Nicola Sturgeon has indicated she is willing to negotiate with the new prime minister over the holding of a Scottish independence referendum.
However, she insists that she will not allow Scottish democracy to be a “prisoner” to any holder of that office.
The First Minister delivered a speech at Bute House on Thursday as she set out the second in a series of papers seeking to make the case for Scotland to become an independent country.
Meanwhile in Westminster, the Conservative leadership contest was whittled down to five candidates in the latest round of voting, with Rishi Sunak and Penny Mordaunt currently leading the pack.
Answering questions from journalists at her official residence in Edinburgh, Sturgeon said that she would do “everything I can” to ensure that people can have their say on the independence question.
The SNP leader was asked how she would be able to guarantee that a 50% share of the vote in any future general election, which the First Minister has indicated could act as a de-facto referendum, would lead to independence.
“Fundamentally, what do I do if Westminster continues to refuse to accept democratic decisions of the Scottish people?” Sturgeon responded.
“There must come a point where I’m not the one expected to answer these questions.
“These are questions that have to be pinned on the politicians that are refusing to accept democracy.
“So, your question now is effectively saying even if more than 50% of the people of Scotland vote for the proposition of independence and Westminster refuses to accept it, what do I do?
“Well, I actually think if we end up in that position, that is really, really serious because arguably we’re in a position where we simply don’t have democracy.
She continued: “I will do everything I can to ensure that people get their say, that they get that say through a proper, democratic, constitutional process and that what people in Scotland vote for is honoured.
“But, others really have to answer some of these questions. Those who are denying democracy are the ones that have to answer the questions about the implications and the consequences of that denial of democracy.”
The SNP leader was also asked if she would be prepared to compromise on any referendum agreement with a future prime minister.
She said: “When we had the agreement in principle with David Cameron that we would have a Section 30 Order to put beyond doubt the ability of the Scottish Parliament to legislate, we had a negotiation.
“And we didn’t get everything we wanted out of that negotiation, nor did David Cameron’s government.
“So, I suppose, you know, I have been part of a process where compromise has actually been at its heart.
“So in principle, yes, in terms of the detail, I will be open to a negotiation and in any negotiation you have to be prepared to compromise.

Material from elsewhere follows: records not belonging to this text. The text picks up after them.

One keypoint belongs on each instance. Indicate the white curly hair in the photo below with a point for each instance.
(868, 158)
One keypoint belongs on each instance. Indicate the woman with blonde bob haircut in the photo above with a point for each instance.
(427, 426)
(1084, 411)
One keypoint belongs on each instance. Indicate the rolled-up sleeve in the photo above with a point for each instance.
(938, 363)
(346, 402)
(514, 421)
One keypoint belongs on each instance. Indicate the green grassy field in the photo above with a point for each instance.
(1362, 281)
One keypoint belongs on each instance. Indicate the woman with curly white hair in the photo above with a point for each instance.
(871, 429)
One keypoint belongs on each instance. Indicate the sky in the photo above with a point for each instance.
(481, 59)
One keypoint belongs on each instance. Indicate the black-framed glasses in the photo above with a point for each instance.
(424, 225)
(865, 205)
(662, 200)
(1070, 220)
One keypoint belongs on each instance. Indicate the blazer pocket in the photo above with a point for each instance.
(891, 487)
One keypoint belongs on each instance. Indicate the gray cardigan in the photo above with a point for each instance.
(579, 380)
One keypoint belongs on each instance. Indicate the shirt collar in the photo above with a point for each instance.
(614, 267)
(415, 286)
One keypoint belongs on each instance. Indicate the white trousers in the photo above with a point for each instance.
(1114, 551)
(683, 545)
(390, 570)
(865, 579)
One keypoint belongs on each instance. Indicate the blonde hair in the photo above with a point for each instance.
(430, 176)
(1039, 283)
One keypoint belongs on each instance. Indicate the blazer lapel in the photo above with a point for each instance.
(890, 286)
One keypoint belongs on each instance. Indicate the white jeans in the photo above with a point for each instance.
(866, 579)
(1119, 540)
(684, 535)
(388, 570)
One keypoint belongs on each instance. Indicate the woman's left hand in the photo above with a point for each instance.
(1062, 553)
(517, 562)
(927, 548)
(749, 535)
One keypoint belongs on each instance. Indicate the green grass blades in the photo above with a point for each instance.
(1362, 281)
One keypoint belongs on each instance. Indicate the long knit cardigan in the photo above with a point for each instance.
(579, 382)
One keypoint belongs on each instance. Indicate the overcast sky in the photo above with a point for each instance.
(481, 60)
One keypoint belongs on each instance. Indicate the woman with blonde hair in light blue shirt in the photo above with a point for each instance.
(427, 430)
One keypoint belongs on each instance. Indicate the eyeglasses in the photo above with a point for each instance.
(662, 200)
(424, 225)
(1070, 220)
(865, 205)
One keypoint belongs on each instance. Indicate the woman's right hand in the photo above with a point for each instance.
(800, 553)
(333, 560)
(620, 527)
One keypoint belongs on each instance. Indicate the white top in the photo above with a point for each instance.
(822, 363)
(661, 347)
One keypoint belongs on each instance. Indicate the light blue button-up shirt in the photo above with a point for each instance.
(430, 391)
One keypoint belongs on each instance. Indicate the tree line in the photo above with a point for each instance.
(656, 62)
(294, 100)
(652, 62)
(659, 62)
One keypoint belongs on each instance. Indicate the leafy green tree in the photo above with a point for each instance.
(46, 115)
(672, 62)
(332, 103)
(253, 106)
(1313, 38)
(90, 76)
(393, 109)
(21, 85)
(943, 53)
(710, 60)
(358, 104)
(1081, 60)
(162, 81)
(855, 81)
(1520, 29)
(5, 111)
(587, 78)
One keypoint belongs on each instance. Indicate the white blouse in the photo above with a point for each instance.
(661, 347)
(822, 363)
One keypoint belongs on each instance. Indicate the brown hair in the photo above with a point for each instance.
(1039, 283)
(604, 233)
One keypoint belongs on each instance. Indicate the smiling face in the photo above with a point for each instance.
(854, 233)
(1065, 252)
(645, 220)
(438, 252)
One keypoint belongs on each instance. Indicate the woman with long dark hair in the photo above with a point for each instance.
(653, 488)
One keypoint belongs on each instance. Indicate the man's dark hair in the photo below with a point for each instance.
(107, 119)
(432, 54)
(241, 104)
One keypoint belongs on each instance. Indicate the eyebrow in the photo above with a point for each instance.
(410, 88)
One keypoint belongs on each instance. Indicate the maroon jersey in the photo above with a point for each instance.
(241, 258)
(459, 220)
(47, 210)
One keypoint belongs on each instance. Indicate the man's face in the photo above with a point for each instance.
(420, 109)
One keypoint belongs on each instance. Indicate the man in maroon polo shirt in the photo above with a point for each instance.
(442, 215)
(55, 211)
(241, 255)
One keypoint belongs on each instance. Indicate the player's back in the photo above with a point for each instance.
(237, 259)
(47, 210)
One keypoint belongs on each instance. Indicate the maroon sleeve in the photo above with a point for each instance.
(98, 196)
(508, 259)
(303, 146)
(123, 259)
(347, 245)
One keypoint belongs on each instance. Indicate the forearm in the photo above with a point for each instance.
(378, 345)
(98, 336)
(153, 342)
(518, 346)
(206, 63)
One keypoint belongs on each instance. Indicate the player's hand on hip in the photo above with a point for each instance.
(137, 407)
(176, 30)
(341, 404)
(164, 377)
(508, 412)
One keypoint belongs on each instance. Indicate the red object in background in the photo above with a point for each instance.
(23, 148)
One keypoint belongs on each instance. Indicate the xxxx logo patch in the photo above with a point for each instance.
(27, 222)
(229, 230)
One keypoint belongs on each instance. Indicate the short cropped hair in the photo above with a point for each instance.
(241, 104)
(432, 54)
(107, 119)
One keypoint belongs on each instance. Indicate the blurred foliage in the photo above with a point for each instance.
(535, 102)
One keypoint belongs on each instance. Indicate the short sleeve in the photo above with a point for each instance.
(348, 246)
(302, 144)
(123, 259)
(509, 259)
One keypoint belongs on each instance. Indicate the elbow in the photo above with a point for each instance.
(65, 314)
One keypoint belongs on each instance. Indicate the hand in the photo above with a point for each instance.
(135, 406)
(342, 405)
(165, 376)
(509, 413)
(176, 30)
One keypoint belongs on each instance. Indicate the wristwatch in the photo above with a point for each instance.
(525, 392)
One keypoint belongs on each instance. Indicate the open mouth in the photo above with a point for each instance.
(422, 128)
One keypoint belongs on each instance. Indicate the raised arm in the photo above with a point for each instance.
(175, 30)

“What I will not compromise on is the principle of people in Scotland getting the opportunity to cast their votes and make their views known on independence.”
Sturgeon stated that she would be open to negotiating with a new prime minister over an agreement.
She continued: “To whoever the new prime minister is, as I said as recently as two weeks ago to Boris Johnson, I’m not going to in the face of refusal of democracy by a UK Government to continue to beat my head off that wall.
“That’s why I’ve set out a path that does not depend on that. But that’s not me closing my mind to that path, it is still the best option to have two governments, opposed on the substance, coming together to agree the process.
“So, if the new prime minister is open to that, I will be open to sitting down and in a spirit of compromise, seeking to come to an agreement.”
The First Minister addressed previous remarks made by Conservative leadership contest frontrunner Rishi Sunak.
“I notice in the media this morning comments of Rishi Sunak’s from some time ago saying that Scotland should have the right to a referendum after Brexit,” she said.
“Well, it’s after Brexit, so maybe if he is to hold to what he said before, there may be some room for discussions there.
“If he emerges as the winner, which based on events over the last 24 hours I don’t think is in any way certain.
“So, yes, I will be happy to sit down with the new prime minister if there is a willingness to do that.
“I’m not going to allow Scottish democracy to be the prisoner of a UK prime minister and that is the point of principle.”